Saturday, February 11, 2012
My Gateway to Joy
When I was very little there was a tan cassette tape that I and all my siblings would listen to often. The tape was of a radio program called "Gateway to Joy," which featured Elisabeth Elliot speaking about various things for a brief amount of time. On this particular tape she read stories for children.
I'd forgotten about this tan tape till yesterday. And, this morning, I've found the transcript to part of the tape, which I'll reproduce here:
I'd forgotten about this tan tape till yesterday. And, this morning, I've found the transcript to part of the tape, which I'll reproduce here:
"You are loved with an everlasting love." That's what the Bible says. "And underneath are the everlasting arms." This is your friend Elisabeth Elliot, telling stories for children during this week.
I had a postcard from a mother whose little son Isaac, three years old, listens every day to Gateway To Joy, which comes on at 11:15 a.m. She says, "I tell Isaac, 'It's quiet time. We are listening to Mrs. Elliot.' He is very good to play quietly with cars or whatever. The other day in the car I heard him say, '1-800-759-4JOY' with the exact intonation of your hostess. Then he said, '1-800-759-4569.' I decided if he ever gets lost, the police will be calling Gateway To Joy. I hope that makes you smile."
Well, it certainly did.
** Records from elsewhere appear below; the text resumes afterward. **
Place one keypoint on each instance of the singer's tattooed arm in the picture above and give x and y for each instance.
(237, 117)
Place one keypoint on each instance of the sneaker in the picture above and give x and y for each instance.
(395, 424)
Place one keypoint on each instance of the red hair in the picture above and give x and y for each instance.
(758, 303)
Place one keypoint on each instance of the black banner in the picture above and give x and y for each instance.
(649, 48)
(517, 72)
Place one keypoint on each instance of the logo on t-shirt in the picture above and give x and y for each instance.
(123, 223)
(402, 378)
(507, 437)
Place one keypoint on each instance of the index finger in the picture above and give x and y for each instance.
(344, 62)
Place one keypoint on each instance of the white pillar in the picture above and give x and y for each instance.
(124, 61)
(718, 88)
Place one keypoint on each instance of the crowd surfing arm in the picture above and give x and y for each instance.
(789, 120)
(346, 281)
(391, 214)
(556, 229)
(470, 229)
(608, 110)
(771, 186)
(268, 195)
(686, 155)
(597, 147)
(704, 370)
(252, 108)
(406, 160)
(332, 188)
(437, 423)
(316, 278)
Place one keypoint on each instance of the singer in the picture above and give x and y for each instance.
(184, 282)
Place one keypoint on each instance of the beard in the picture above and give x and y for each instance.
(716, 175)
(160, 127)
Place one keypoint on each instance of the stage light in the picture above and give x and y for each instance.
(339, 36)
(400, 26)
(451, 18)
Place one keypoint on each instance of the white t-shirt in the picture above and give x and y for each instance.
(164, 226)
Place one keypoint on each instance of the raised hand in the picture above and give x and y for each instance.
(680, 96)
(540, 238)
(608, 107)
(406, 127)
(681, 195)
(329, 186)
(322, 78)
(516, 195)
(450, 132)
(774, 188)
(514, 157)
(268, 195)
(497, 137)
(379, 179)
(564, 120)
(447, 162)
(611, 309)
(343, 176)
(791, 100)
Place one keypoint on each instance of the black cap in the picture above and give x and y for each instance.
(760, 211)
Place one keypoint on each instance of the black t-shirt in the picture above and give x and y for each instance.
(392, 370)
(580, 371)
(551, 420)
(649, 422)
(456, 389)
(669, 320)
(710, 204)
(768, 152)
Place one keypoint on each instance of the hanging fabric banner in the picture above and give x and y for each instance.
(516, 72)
Thank you ever so much, Kathy Lewis, from Alderwood, Washington. I get letters often from mothers who home school and whose children are asked to be quiet and sit and listen to Elisabeth Elliot, if the program Gateway To Joy comes in the middle of their homeschooling time. I do want to thank you.
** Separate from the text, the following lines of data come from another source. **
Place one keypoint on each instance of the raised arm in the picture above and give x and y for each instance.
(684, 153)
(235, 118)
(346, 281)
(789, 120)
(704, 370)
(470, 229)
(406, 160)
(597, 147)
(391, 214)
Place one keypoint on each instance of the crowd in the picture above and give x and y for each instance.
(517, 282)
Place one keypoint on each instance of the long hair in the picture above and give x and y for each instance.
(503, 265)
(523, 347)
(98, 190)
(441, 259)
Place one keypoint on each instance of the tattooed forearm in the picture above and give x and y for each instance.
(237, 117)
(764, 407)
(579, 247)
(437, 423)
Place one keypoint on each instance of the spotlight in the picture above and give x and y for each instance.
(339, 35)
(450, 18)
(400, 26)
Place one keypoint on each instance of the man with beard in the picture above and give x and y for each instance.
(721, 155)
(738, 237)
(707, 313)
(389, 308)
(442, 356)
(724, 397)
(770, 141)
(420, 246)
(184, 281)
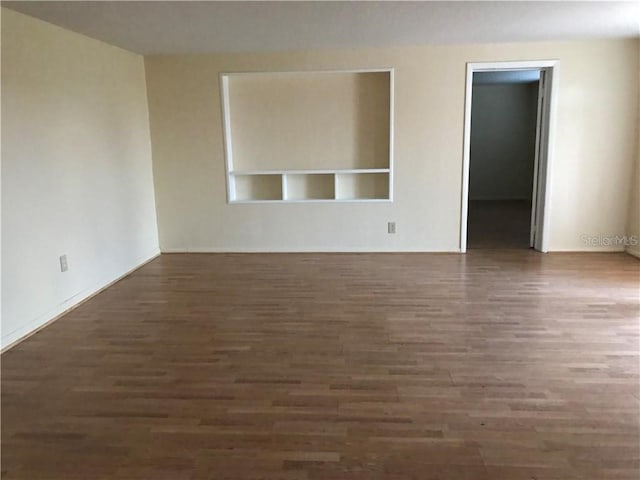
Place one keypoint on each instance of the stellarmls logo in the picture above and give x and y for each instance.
(610, 240)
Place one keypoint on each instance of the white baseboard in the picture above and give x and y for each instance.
(299, 250)
(15, 337)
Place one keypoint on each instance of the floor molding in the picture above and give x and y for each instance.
(76, 305)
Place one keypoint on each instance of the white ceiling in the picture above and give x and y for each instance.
(150, 27)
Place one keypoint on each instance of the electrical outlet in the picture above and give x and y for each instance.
(64, 266)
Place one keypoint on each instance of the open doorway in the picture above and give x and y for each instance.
(508, 126)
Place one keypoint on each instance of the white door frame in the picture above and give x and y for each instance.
(547, 123)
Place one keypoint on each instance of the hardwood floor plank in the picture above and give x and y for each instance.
(491, 365)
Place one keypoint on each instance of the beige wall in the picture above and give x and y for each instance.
(595, 143)
(310, 121)
(76, 170)
(633, 226)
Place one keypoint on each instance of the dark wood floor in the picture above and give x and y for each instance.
(495, 365)
(498, 224)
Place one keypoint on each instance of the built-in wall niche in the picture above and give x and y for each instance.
(308, 136)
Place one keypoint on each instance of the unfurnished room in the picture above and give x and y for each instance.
(320, 240)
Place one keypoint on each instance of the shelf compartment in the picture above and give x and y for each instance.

And I often have letters from children. I do remember you when I speak on this program, and I realize that many of the programs I give would not be of the slightest interest to you. This week I decided that I'm going to tell you some stories. These stories are for all different ages, and I especially hope that you children will enjoy them.
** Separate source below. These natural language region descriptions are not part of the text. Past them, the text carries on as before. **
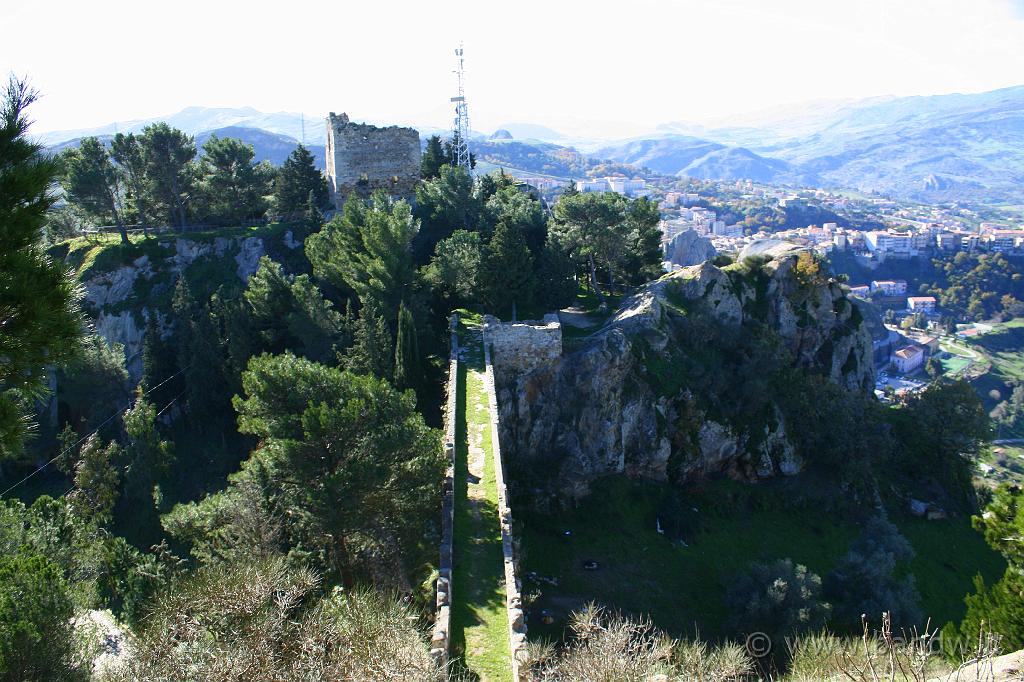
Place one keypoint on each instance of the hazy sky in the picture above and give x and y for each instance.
(590, 67)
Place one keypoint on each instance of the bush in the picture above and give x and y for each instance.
(37, 638)
(259, 622)
(778, 599)
(607, 646)
(864, 581)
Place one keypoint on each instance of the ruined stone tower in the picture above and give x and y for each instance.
(363, 159)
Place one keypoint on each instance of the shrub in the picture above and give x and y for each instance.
(778, 599)
(37, 638)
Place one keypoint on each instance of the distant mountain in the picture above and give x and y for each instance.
(667, 155)
(194, 120)
(941, 147)
(267, 145)
(692, 157)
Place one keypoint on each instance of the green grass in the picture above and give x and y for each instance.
(949, 554)
(682, 587)
(479, 623)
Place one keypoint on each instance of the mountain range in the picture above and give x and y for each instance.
(941, 147)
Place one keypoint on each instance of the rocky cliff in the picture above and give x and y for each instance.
(124, 287)
(682, 382)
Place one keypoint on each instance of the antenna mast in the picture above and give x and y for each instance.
(460, 127)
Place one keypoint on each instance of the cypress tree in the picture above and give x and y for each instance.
(38, 301)
(407, 351)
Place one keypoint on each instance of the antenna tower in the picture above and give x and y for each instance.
(460, 127)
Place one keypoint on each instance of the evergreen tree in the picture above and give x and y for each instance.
(443, 205)
(371, 350)
(147, 456)
(160, 365)
(296, 179)
(312, 218)
(643, 242)
(127, 153)
(168, 155)
(92, 182)
(998, 607)
(591, 227)
(368, 249)
(37, 633)
(233, 186)
(349, 462)
(407, 351)
(555, 275)
(38, 300)
(433, 159)
(507, 270)
(509, 204)
(454, 271)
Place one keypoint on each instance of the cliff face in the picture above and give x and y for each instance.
(121, 297)
(676, 386)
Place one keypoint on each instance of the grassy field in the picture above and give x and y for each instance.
(720, 528)
(479, 623)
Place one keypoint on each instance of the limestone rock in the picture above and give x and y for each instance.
(689, 248)
(248, 259)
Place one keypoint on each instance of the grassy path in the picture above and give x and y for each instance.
(479, 624)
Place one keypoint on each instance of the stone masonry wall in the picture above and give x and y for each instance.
(521, 347)
(513, 589)
(363, 159)
(440, 639)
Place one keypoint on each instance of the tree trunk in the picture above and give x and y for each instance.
(593, 283)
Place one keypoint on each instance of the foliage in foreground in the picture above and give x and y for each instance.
(606, 646)
(260, 622)
(38, 299)
(347, 470)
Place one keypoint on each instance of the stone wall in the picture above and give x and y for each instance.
(439, 639)
(513, 589)
(521, 347)
(363, 159)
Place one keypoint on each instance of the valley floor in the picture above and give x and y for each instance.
(713, 533)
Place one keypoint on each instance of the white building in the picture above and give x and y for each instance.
(908, 358)
(921, 303)
(889, 287)
(631, 187)
(899, 245)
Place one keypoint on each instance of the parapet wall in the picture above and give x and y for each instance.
(361, 159)
(440, 639)
(513, 589)
(522, 347)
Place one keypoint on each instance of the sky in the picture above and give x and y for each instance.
(587, 68)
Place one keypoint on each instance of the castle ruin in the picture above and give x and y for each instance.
(361, 159)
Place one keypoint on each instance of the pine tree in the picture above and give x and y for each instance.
(407, 351)
(371, 350)
(433, 159)
(168, 156)
(313, 217)
(296, 179)
(96, 480)
(127, 153)
(38, 301)
(507, 270)
(92, 182)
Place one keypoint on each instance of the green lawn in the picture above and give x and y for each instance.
(720, 528)
(479, 623)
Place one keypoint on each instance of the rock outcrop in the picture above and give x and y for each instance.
(688, 248)
(120, 313)
(659, 390)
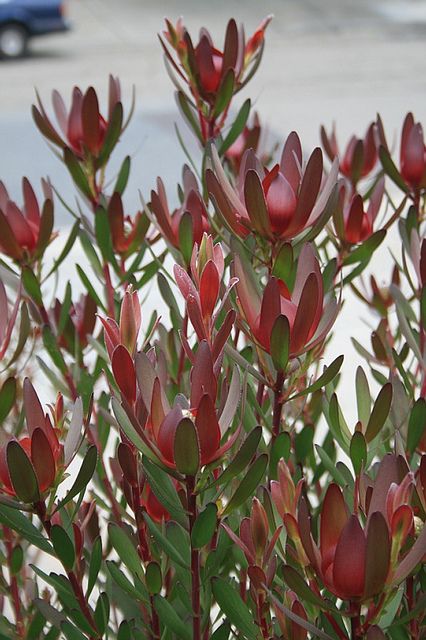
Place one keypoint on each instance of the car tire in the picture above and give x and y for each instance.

My father gave me a little book that he grew up on called THE GOLDEN WINDOWS by Laura E. Richards. So today I'm going to read you the first story, which is the title story, "The Golden Windows."
"All day long the little boy worked hard, in field, in barn, in shed. For his people were poor farmers, and could not pay a workman. But at sunset, there came an hour that all was his own, for his father had given it to him. Then the boy would go up to the top of the hill and look across at another hill that rose some miles away. On this far hill stood a house with windows of clear gold and diamonds. They shone and blazed so that it made the boy wink to look at them.
But after a while, the people in the house put up shutters, as it seemed, and then it looked like any common farmhouse. The boy supposed they did this because it was suppertime, and then he would go into his house and have his supper of bread and milk and go to bed.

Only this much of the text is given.